The Karuk Tribe is reporting large numbers of dead fish on the Klamath River in the vicinity of Happy Camp, which it's attributing to impacts from the McKinney Fire, which has spread to nearly 60,000 acres in Siskiyou County.

According to the tribe, "very large" number of dead fish of all species are being observed.

"Preliminary observations suggest that massive debris flows following flash flood events on Aug. 3 in the areas impacted by the McKinney Fire are the cause," a press release states, adding that road closures in the area limit observation efforts.


The Karuk Tribe reports it is working with the Yurok Tribe and state and federal agencies to gain access to fire zones for better monitoring efforts.

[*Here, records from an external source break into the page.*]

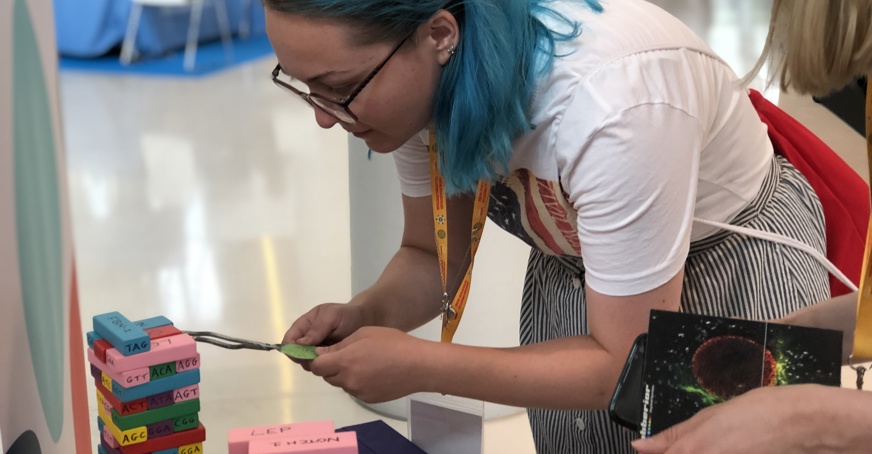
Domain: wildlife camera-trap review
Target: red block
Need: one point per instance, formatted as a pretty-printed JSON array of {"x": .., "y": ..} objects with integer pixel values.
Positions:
[
  {"x": 185, "y": 437},
  {"x": 162, "y": 331}
]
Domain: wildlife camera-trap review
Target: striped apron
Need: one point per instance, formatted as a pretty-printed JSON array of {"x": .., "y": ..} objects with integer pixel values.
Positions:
[{"x": 725, "y": 275}]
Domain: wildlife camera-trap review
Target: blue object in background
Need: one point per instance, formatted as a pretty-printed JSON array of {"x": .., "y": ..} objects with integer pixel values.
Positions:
[{"x": 92, "y": 28}]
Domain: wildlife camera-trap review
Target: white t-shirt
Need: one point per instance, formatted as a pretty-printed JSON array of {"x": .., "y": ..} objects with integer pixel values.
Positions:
[{"x": 639, "y": 127}]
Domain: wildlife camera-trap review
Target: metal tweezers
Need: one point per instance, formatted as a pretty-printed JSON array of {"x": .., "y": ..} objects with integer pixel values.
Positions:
[{"x": 231, "y": 343}]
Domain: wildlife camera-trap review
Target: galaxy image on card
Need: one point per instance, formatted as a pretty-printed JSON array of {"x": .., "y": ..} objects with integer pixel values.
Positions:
[{"x": 694, "y": 361}]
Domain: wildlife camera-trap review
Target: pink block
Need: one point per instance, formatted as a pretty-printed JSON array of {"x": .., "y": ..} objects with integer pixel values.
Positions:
[
  {"x": 110, "y": 439},
  {"x": 239, "y": 438},
  {"x": 163, "y": 350},
  {"x": 336, "y": 443},
  {"x": 127, "y": 378},
  {"x": 186, "y": 393}
]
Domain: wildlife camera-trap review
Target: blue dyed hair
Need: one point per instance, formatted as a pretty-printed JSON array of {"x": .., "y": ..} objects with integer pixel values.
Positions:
[{"x": 481, "y": 103}]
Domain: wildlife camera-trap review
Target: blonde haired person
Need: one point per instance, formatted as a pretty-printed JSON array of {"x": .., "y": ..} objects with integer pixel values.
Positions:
[{"x": 815, "y": 47}]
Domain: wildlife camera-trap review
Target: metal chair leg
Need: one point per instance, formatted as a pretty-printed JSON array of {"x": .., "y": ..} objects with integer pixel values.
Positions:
[
  {"x": 245, "y": 19},
  {"x": 128, "y": 46},
  {"x": 224, "y": 27},
  {"x": 193, "y": 34}
]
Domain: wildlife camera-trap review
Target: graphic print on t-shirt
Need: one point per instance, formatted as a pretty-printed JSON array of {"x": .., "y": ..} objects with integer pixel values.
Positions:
[{"x": 536, "y": 211}]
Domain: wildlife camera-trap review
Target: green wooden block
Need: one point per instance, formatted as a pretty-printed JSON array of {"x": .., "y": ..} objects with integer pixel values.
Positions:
[
  {"x": 186, "y": 422},
  {"x": 162, "y": 370},
  {"x": 299, "y": 351},
  {"x": 159, "y": 414}
]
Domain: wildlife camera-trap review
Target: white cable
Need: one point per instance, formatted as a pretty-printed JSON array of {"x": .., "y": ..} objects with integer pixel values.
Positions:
[{"x": 769, "y": 236}]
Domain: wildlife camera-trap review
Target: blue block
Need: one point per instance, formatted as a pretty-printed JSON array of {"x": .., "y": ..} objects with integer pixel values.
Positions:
[
  {"x": 149, "y": 323},
  {"x": 123, "y": 334},
  {"x": 92, "y": 337},
  {"x": 180, "y": 380}
]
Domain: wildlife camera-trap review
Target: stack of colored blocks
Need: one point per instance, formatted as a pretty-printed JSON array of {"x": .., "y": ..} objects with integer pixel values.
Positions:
[
  {"x": 309, "y": 437},
  {"x": 147, "y": 376}
]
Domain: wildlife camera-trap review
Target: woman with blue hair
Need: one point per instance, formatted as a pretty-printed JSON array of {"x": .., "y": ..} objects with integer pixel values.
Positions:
[{"x": 595, "y": 131}]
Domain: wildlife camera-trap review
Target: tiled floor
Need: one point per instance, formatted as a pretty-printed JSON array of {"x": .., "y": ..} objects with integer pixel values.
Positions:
[{"x": 218, "y": 203}]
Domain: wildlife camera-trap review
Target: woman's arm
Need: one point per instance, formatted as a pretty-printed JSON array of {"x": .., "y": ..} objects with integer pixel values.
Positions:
[
  {"x": 792, "y": 419},
  {"x": 409, "y": 292},
  {"x": 573, "y": 372}
]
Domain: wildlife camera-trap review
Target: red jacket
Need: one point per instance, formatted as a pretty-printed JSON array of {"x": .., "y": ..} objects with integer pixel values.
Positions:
[{"x": 843, "y": 194}]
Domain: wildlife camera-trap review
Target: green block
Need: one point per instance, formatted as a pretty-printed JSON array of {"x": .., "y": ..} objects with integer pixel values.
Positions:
[
  {"x": 186, "y": 422},
  {"x": 162, "y": 370},
  {"x": 299, "y": 351},
  {"x": 157, "y": 415}
]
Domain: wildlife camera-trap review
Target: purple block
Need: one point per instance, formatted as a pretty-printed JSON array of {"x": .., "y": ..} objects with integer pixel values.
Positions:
[
  {"x": 160, "y": 429},
  {"x": 160, "y": 400}
]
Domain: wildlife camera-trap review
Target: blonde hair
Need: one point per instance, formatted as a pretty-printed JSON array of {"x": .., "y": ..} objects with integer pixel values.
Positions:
[{"x": 817, "y": 46}]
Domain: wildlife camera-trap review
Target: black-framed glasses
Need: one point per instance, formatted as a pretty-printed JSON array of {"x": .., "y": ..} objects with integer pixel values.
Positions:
[{"x": 338, "y": 108}]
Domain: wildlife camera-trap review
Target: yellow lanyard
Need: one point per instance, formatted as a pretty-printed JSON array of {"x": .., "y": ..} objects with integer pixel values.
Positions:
[
  {"x": 863, "y": 337},
  {"x": 452, "y": 311}
]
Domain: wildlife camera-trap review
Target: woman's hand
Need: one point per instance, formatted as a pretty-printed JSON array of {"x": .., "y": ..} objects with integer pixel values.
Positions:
[
  {"x": 326, "y": 323},
  {"x": 375, "y": 364}
]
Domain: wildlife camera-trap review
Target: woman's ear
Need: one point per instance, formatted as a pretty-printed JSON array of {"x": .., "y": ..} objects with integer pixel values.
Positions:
[{"x": 444, "y": 34}]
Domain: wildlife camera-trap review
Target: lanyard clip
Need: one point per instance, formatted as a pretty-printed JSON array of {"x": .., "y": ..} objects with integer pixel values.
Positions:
[{"x": 448, "y": 312}]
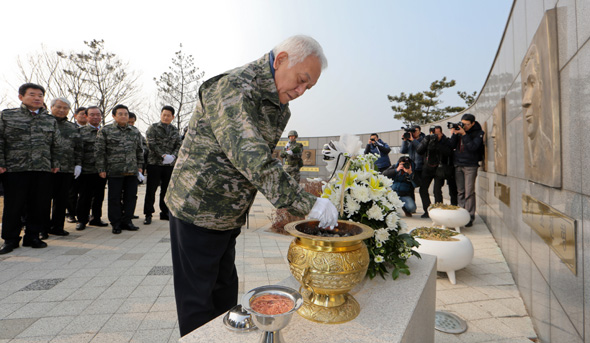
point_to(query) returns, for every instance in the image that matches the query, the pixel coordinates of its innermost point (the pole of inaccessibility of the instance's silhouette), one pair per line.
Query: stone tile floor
(93, 286)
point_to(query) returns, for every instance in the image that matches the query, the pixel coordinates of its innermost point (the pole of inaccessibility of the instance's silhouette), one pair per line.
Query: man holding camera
(438, 165)
(467, 140)
(379, 147)
(411, 141)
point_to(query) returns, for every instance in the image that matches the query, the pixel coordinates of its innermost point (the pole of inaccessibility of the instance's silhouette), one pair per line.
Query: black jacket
(435, 152)
(469, 147)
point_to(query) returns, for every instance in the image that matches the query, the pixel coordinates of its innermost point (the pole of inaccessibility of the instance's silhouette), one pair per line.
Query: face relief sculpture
(540, 106)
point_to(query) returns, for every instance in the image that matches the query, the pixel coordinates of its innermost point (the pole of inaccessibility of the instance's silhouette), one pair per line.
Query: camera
(456, 126)
(409, 130)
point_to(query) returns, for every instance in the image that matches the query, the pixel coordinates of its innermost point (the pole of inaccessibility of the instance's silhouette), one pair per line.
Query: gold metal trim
(554, 227)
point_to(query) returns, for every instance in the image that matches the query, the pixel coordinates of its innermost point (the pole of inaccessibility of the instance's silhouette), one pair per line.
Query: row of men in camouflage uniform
(42, 154)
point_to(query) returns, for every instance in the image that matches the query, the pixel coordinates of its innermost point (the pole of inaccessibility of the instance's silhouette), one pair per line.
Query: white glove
(77, 171)
(325, 212)
(168, 159)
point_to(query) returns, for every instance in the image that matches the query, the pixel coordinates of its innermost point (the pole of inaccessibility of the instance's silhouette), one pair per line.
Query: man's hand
(167, 159)
(77, 171)
(325, 212)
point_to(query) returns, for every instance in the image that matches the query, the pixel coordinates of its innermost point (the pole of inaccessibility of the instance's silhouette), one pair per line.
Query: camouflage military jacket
(162, 139)
(295, 158)
(27, 142)
(118, 150)
(226, 154)
(71, 145)
(88, 138)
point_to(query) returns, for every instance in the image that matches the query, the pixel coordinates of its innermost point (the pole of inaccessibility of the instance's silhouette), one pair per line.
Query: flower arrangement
(363, 195)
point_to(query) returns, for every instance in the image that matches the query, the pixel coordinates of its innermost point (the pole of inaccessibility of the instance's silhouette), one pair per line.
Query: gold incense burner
(328, 268)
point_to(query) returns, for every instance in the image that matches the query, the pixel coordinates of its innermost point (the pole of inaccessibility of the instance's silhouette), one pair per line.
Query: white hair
(64, 100)
(299, 47)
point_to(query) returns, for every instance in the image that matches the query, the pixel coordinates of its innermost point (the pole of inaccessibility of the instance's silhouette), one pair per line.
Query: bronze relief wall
(540, 102)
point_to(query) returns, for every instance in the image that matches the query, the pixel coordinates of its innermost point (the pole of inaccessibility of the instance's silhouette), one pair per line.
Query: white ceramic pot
(451, 255)
(449, 218)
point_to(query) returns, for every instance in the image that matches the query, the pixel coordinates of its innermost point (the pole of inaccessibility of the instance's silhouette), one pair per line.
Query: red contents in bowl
(271, 304)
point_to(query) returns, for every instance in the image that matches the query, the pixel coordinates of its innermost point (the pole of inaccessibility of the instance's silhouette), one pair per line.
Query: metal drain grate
(449, 323)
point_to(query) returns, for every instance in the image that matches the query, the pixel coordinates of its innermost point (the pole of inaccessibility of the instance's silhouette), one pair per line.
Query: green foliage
(425, 107)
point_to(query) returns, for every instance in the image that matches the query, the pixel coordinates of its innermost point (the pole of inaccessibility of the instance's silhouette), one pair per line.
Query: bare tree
(50, 70)
(179, 86)
(106, 79)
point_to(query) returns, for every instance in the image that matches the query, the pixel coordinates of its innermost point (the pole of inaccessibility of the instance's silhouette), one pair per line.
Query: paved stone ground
(93, 286)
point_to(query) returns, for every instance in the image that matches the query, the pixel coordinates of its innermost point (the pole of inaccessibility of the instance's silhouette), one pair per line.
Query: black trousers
(25, 194)
(73, 197)
(62, 183)
(121, 188)
(205, 275)
(91, 195)
(157, 176)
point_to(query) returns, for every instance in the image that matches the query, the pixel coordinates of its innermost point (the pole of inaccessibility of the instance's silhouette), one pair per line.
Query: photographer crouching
(403, 183)
(438, 166)
(411, 140)
(467, 140)
(377, 146)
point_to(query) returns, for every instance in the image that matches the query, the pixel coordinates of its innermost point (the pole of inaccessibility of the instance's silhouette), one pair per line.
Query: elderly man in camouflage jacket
(119, 156)
(292, 155)
(29, 143)
(225, 158)
(70, 165)
(91, 184)
(163, 144)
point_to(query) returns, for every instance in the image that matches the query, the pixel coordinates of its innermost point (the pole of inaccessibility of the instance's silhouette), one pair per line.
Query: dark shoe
(116, 229)
(98, 223)
(60, 232)
(129, 227)
(34, 243)
(7, 247)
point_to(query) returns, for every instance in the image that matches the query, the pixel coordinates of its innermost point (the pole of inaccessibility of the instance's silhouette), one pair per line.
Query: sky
(374, 48)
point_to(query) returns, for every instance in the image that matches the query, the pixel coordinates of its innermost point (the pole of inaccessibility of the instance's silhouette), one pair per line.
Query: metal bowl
(272, 322)
(238, 319)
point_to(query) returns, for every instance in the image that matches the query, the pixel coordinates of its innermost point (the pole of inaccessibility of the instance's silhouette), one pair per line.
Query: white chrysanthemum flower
(375, 212)
(392, 220)
(360, 193)
(352, 206)
(381, 235)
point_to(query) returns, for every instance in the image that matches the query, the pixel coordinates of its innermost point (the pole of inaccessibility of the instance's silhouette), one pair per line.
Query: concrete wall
(553, 295)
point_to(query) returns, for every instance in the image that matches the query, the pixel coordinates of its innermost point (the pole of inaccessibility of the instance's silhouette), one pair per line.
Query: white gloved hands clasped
(77, 171)
(168, 159)
(324, 211)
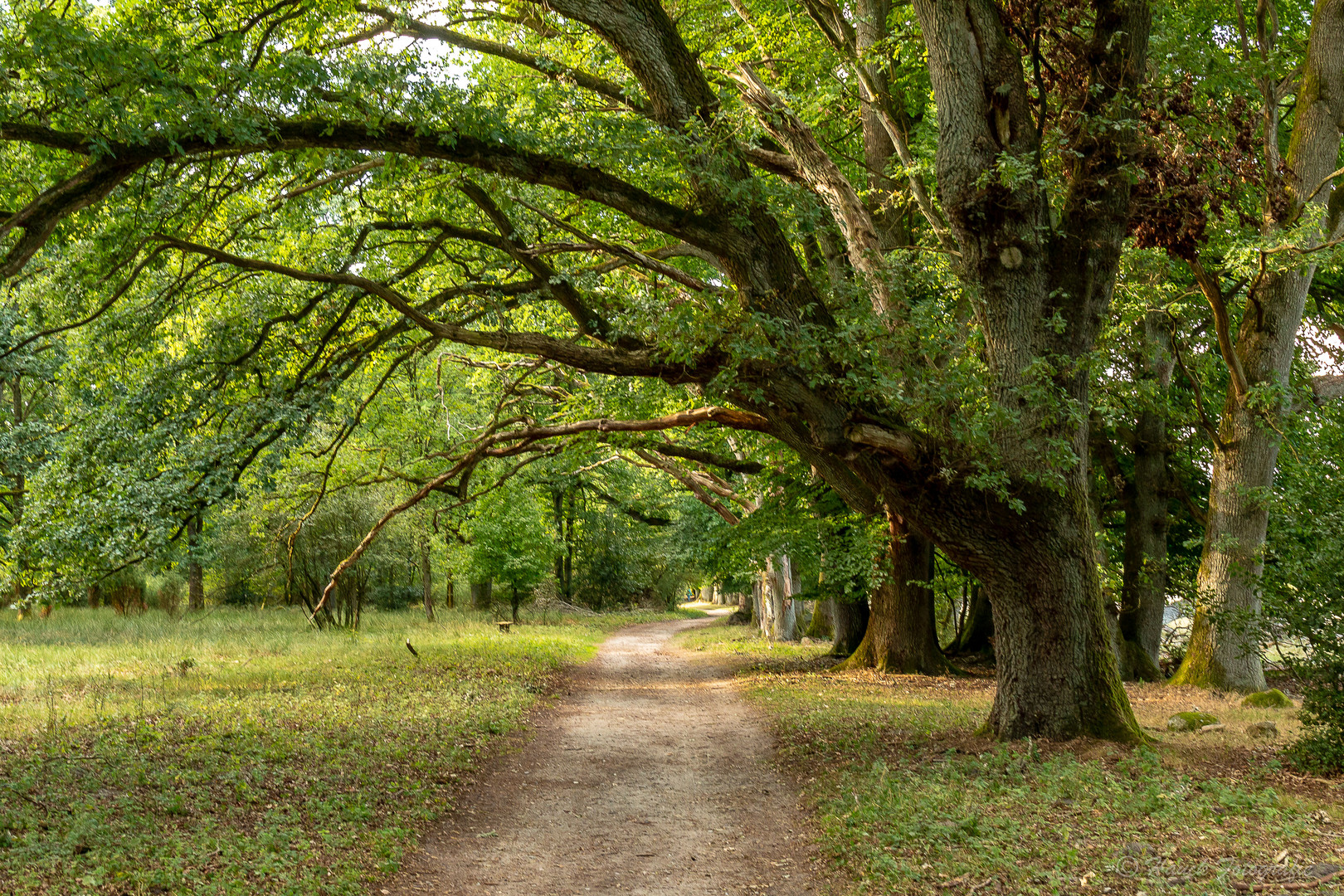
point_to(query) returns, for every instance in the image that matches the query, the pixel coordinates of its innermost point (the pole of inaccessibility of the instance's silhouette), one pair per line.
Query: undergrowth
(241, 751)
(908, 800)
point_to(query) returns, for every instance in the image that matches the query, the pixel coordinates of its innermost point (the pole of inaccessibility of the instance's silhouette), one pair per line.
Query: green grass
(908, 800)
(244, 752)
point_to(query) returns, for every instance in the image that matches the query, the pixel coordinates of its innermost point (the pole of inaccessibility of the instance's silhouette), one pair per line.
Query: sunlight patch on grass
(245, 752)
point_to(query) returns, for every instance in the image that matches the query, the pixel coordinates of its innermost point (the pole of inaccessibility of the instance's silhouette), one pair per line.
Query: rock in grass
(1273, 699)
(1262, 730)
(1191, 720)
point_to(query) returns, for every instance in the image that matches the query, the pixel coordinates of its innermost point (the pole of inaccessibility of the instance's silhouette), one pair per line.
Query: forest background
(957, 319)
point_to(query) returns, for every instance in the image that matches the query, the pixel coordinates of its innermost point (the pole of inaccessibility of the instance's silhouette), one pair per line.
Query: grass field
(241, 751)
(908, 800)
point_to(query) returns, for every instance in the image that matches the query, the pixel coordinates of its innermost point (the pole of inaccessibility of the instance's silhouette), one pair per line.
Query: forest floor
(648, 776)
(908, 798)
(242, 752)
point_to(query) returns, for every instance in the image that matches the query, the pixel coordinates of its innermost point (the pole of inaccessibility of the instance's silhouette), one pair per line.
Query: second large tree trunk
(1222, 645)
(195, 575)
(1224, 650)
(977, 633)
(850, 620)
(1055, 670)
(902, 635)
(1142, 592)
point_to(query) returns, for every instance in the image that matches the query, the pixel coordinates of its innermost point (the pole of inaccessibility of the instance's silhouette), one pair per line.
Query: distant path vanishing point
(652, 776)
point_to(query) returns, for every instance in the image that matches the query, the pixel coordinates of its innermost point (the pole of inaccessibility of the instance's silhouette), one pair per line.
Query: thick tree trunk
(902, 635)
(426, 582)
(1224, 649)
(1142, 592)
(977, 633)
(851, 622)
(195, 575)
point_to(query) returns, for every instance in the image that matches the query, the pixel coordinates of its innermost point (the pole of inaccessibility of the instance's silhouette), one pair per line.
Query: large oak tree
(949, 394)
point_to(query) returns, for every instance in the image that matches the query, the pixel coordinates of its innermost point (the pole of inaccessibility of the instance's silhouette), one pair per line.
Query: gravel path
(652, 776)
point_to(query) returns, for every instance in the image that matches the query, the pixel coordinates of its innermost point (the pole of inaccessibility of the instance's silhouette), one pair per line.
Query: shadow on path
(650, 777)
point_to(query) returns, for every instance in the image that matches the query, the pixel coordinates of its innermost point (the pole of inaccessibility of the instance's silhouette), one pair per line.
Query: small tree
(511, 542)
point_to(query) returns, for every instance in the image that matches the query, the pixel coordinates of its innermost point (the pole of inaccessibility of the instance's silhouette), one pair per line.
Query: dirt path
(650, 777)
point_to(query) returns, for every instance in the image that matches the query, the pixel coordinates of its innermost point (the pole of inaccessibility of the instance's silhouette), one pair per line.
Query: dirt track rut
(652, 776)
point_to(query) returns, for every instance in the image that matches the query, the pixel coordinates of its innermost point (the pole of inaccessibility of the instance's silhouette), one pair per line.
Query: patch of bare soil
(652, 777)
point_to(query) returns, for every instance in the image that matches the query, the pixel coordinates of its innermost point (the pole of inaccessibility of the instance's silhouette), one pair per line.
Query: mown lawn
(244, 752)
(908, 798)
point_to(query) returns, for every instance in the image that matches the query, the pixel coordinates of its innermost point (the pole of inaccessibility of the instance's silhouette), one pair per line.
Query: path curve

"Note that observations of dead fish are being made over 20 miles from source of debris flow," the press release states. "The severity of the event is impossible to characterize until biologists can make direct observations in currently restricted areas."

The report comes as the fall migration of Chinook salmon is just beginning, and on the heels of months of concerns about water quality on the river and its impacts on salmon populations.

The tribe will release more information as it is available.

FIRES TRIGGER KLAMATH FISH KILL
Very large numbers of dead fish, of all species, are being observed in the vicinity of Happy Camp, CA along the mainstem Klamath River.
Preliminary observations suggest that massive debris flows following flash flood events on August 3rd in areas impacted by the McKinney fire are the cause.
Road closures in an active fire zone are limiting detailed observations.
Karuk Tribe is working with Yurok Tribe along with state and federal agencies to gain access to fire zone to better document and evaluate river conditions.
Note that observations of dead fish are being made over 20 miles from source of debris flow. The severity of the event is impossible to characterize until biologists can make direct observations in currently restricted areas.
It is currently unknown if the event will affect the fall migration of Chinook salmon, which is just beginning, or areas of the river downstream.
More information will be released as observations are made.